I won’t go over each scenario here, but I would recommend giving the article a scan if you haven’t seen it already. The ideas are in turn logical and provocative, interesting and challenging. If you had to pick one of these scenarios as being the most likely, which would it be? Which one would you most like to be a part of professionally?

The discussion in the room was interesting; here are some random notes that may provide food for thought as you’re thinking about reference in the 21st Century:

  • Social media may be better for connecting with peers than patrons; do patrons want their library in their Facebook space?
  • Successes in library physical spaces come from being proactive in reaching out to students
  • Virtual reference, why not do more of it? Perhaps even with remote librarians staffing reference desks from their offices, and using cameras and chat software to interact with patrons.
  • Caution advised in using technology just because it’s available
  • Can library infrastructure (including databases, catalogs, etc.) be crammed into the newest technologies? Should it be?
  • When, if ever, is it preferable to refer a subject-specific question to a person, rather than a source?

Here’s a scenario the session got me thinking about: What if whenever a patron visited your library’s website, an automatic chat message would pop up after they’ve been there for 45 seconds, asking if they were finding what they were looking for? If they needed help, they could be connected to a librarian. This would be a proactive outreach to a person at their point of need, hopefully reaching them before a moment of frustration and allowing us to efficiently guide them to an answer. Have you heard of any libraries that have tried something like this?

And we’d also like to know if you can see implementing any of Abrams’ scenarios in your library. Have you already done so? Let us know by dropping a note below.


The automated chat message is an interesting idea, but it would have to designed so that pop-up blockers wouldn't automatically block it. Would staff whose computers have the library web site set as their home page in their browsers mind this feature?
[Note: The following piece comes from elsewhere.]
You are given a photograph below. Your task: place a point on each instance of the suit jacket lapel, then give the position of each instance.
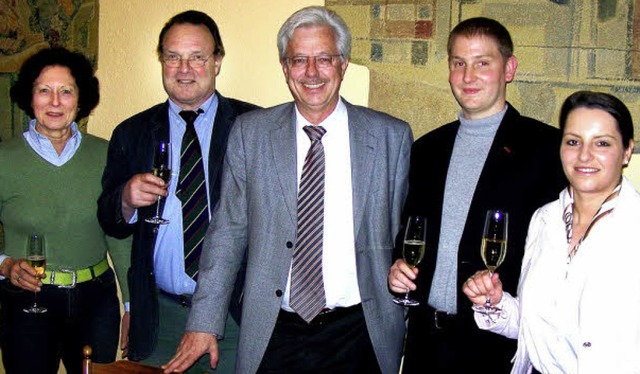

Maybe not.

In 2001-2002, my library used HumanClick software for chat reference. That software allowed us to monitor specific web pages within the HumanClick "operator" (librarian) interface and see if anyone was lingering on a page. The librarian could manually send a "need help" icon that would float back and forth the screen. That did yield some chat sessions but I am not sure how many folks we scared the crap out of with that technology. The downside of the technology was that it slowed the loading of the pages that we monitored. If the HumanClick service was down, then the pages we were monitoring couldn't load at all.

HumanClick was long ago acquired by LivePerson, which is still around and used by a number of libraries. I am not sure if LivePerson still has that monitoring functionality.

Hi Stephen, thanks for the note! Regarding the pop-up chat Thing, you’re right: high-volume users of the site would likely be frustrated by the constant pestering. Perhaps the Thing could have a button marked “never ask me again” that’d deposit a cookie or something… And maybe the Thing could be flash-based, to get around the pop-up blocker piece, although not all users have the latest flash viewers… Huh. Whoever said the devil’s in the details was a total genius. HumanClick/LivePerson sounds interesting; I’ll have to look into that. Has anyone else out there had experience using this chat software? Does it still allow for monitoring user sessions live?